I'm wanting to set up everything so I can use it and record or rehearse whenever inspiration strikes with as few menus as possible. Keen to hear any suggestions people may have.
Zaulkin wrote: ↑Thu Aug 18, 2022 7:35 pm
Been curious about what others use.
I'm wanting to set up everything so I can use it and record or rehearse whenever inspiration strikes with as few menus as possible. Keen to hear any suggestions people may have.
Menus?
Turn on laptop > double click audacity > press R
There's quite a lot of plugging in cables, but no real menus to start recording.
For quickly recording ideas at home... Digitech Trio+ = no menus but some footswitch combos to memorise
I can't wait to show my wife this topic. She'll realise that there my spending habits on gear aren't that bad! Very impressive from blackstratblues and JHorner.
Zaulkin wrote: ↑Thu Aug 18, 2022 7:35 pm
Been curious about what others use.
I'm wanting to set up everything so I can use it and record or rehearse whenever inspiration strikes with as few menus as possible.
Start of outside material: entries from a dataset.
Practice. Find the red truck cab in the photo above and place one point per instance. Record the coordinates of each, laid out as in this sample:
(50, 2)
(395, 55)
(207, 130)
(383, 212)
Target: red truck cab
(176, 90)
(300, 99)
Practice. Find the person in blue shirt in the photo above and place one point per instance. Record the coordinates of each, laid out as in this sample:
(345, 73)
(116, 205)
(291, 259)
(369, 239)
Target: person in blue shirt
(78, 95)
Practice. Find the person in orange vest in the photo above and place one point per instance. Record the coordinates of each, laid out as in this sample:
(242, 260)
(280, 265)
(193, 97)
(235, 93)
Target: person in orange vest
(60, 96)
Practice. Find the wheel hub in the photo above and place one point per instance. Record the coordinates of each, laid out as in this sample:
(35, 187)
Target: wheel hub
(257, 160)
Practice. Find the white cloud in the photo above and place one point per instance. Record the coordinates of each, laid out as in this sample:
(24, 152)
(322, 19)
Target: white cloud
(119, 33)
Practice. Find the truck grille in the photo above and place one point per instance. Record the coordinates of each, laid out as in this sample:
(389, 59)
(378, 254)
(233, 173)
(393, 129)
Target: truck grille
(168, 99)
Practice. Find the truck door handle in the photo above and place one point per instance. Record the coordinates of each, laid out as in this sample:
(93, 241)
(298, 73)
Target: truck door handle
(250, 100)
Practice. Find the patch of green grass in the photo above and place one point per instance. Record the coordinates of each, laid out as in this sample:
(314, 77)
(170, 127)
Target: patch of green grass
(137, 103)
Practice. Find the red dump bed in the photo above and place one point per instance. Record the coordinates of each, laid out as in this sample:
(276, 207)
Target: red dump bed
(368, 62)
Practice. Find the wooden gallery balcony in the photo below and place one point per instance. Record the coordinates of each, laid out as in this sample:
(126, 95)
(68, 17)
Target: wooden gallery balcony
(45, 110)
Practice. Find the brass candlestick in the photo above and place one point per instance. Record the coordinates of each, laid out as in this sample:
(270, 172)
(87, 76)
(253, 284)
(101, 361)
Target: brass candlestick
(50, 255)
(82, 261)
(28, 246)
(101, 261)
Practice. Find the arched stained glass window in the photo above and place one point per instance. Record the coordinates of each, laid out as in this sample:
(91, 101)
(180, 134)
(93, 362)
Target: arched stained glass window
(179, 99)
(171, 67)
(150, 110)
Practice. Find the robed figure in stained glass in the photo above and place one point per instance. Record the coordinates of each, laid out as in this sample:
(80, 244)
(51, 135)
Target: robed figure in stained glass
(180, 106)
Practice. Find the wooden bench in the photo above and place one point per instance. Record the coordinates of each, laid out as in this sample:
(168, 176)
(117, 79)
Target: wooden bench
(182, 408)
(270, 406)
Keen to hear any suggestions people may have.
Menus?
Turn on laptop > double click audacity > press R
There's quite a lot of plugging in cables, but no real menus to start recording.
For quickly recording ideas at home... Digitech Trio+ = no menus but some footswitch combos to memorise
Yeah, I pretty much have a template in Reaper that has patches set up ready to go as well as EZdrummer etc. I probably just need to be less lazy.
I do find I practice a lot more with a physical amp that has knobs to turn. Seems to be much more immediate to my brain.
This is still a work in progress but the console is starting to get there. It has most functionality operational and I am pretty happy all things considered. There is quite a bit of fine tuning to do, for example, it is amazing how many of the pan pots I managed to wire up back to front.
The audio circuitry is all discrete (everything except for the meter buffers and power supply) and based on 70s technology using Helios-type amplifier circuits (2128 & 22113 circuits). It has 6 full mic pre-eqs (similar to Olympic Studios or Rolling Stones Mobile studio modules), there will be added 4 simplified mic pre-eqs (still need to make these you can see the blank panels) with no inductors just a bass roll-off and the classic Helios 10k boost-cut, there are two line level channels, and 2 x stereo returns (or line level channels) for 16 channels all told. Similar discrete Helios-type circuits were also used in the master section (which includes 4 x Aux output amps as well as the main output amps and monitor amps) and in the routers.
As a point of difference, I used a couple of transformers off the master bus (for about 10dB of gain) a method which Helios consoles did not use but which Neve consoles did. Some of the mic-pre outputs are also transformer balanced (unlike Helios consoles). There are 2 stereo auxiliary buses as well as the master bus. The frame is made out of Pterocarpus indicus.
Definitely not as pretty as it could be (the front panels need lettering and numbering and some front panels display "prototype" scars) and the console is a bit big and cumbersome (it really is a glorified prototype). It was all hand drilled, punched, cut and soldered except for the meter panels and fader panel and obviously I didn't make the patchbays. The meters are buffered by JLM Audio buffer circuits and there are also some JLM circuits in the power supply (console uses: 12V, 24V, 36V and 48V). Some of the amp PCBs I had fabricated by a third party from gerber files I prepared, others circuit boards were just made by hand (not printed but a board drilled with components wired through hole more or less point to point).
There are plenty of things I would do differently, if I had my time again, but that is moot as I will never, ever, try and build another console.